We have the ever recalcitrant teenager on the opposite side of the coin. Instead of setting an example for them, telling them not to do something and practicing reverse psychology can be incredibly effective. It doesn’t always work, but if they’re not fans of the monkey see monkey do mentality, altering their perspective can make a difference.
Sometimes, the most effective tool for maintaining mental health is getting moving. Studies show that people who exercise regularly have better overall mental health and lower rates of mental illness. This is as simple as sending them out onto the playground and setting them loose for kids.
Older kids and teens might take a little more convincing, but if you can get them interested in a sport or some athletic activity like skating or biking, you’ll have difficulty keeping them indoors.
It sounds simple enough, but I’m somewhat ashamed to admit that while I was familiar with boundaries, I didn’t start setting them with the people in my life until I was well into my 30s. Boundaries give you the ability to protect your energy and, by proxy, your mental health.
Take the time to teach your kids about boundaries and encourage them to set reasonable limits of their own. Make sure you put emphasis on reasonable. Otherwise, you could have young ones setting up boundaries like they always eat dessert before dinner or don’t have a bedtime. Amusing, but not reasonable.

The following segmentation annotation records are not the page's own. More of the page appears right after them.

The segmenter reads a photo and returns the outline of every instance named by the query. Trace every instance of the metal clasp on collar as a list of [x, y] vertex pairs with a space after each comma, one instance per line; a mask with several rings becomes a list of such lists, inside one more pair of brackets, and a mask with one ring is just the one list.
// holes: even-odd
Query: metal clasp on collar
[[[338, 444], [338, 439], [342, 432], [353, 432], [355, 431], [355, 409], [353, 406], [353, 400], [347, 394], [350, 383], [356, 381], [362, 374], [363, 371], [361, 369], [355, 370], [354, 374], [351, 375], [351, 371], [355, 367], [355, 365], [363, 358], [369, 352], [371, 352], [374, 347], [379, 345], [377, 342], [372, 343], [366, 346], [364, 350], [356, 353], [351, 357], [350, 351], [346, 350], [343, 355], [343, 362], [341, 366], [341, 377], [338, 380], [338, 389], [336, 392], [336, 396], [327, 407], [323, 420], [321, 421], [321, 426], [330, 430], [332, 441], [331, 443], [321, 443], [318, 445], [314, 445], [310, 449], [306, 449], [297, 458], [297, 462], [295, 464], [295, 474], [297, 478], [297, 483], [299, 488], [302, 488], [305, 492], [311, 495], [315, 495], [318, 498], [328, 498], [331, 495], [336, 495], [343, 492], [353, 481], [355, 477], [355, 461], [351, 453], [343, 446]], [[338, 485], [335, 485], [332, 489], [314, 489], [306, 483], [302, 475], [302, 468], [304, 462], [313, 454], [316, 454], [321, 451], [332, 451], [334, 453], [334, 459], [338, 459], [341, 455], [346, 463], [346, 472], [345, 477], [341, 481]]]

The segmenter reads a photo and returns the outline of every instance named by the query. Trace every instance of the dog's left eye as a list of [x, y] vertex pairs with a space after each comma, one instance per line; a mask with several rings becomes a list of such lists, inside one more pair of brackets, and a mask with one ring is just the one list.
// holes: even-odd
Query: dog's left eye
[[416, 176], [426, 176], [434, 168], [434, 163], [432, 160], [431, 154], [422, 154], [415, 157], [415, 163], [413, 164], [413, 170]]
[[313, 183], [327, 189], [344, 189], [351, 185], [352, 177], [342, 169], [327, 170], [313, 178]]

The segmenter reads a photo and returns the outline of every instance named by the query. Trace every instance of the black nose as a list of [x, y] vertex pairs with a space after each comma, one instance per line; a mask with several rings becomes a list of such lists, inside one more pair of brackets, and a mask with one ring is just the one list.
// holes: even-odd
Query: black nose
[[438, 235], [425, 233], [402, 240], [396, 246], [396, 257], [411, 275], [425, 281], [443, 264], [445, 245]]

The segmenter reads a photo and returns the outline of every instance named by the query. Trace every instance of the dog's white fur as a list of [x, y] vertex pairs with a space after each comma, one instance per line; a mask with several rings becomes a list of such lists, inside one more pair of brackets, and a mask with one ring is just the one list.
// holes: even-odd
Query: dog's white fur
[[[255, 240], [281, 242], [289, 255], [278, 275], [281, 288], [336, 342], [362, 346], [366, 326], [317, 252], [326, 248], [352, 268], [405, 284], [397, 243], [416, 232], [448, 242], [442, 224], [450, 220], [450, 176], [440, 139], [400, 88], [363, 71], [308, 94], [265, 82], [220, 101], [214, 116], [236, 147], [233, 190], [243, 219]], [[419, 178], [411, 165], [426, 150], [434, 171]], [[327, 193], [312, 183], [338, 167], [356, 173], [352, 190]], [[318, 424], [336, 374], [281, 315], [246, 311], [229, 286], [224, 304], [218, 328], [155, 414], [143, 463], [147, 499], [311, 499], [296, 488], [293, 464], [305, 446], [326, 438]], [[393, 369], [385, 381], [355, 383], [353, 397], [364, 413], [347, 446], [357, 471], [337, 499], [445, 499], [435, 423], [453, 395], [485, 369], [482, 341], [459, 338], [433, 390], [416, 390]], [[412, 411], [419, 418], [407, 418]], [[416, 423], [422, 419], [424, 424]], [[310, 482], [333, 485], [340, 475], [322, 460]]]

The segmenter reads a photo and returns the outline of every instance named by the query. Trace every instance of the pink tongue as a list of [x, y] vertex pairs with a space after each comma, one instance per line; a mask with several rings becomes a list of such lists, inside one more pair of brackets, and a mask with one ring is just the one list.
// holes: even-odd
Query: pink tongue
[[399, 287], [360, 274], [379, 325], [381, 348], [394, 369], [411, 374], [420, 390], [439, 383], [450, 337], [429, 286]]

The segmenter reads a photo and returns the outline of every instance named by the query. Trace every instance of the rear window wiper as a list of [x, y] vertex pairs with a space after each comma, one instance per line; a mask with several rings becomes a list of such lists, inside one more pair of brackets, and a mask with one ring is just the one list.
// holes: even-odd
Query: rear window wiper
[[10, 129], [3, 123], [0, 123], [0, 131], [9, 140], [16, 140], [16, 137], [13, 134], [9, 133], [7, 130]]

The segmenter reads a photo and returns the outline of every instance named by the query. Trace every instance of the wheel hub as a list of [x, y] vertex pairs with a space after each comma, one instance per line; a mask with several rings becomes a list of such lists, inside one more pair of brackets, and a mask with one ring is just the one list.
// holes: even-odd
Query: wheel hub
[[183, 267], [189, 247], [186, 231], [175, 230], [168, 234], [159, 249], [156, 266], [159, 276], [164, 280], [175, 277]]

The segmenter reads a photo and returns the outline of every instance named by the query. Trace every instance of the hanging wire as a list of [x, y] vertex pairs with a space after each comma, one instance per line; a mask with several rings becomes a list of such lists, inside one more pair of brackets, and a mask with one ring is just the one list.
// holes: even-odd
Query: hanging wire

When was the last time you sat and let yourself feel your feelings instead of bottling them up, redirecting them, or ignoring them entirely? We’re conditioned that feeling emotions or expressing them is weak, especially for men who spend their entire childhoods being told to man up and be tough. Women encounter a similar problem as adults in the workplace, where having emotions or expressing them is considered unprofessional.
Let’s end this trend right now. Let your kids feel their feelings. If they’re sad, let them be sad and cry. If they’re happy, let them jump for joy and laugh and shout at the top of their lungs. Don’t teach them to bottle things up or that their emotions are a burden to the people around them because they’re big or loud.
It’s two words that every parent dreads hearing.
If we let it, boredom can be beneficial. When we’re bored, it stretches the edges of our imagination and lets us figure out a way to get out of that boredom. The same thing applies to kids. Instead of jumping to solve the problem, try letting them be bored. Let them take some time to explore what lies inside their minds.
When it comes down to it, the best thing you can do to encourage positive mental health habits in your children is to be there for them. Be the ear to listen or the shoulder to cry on — whatever they need. It sounds simple, but it may be one of the most challenging things you’ll do. Mental health is just as important as physical health so make sure they’re taking care of it.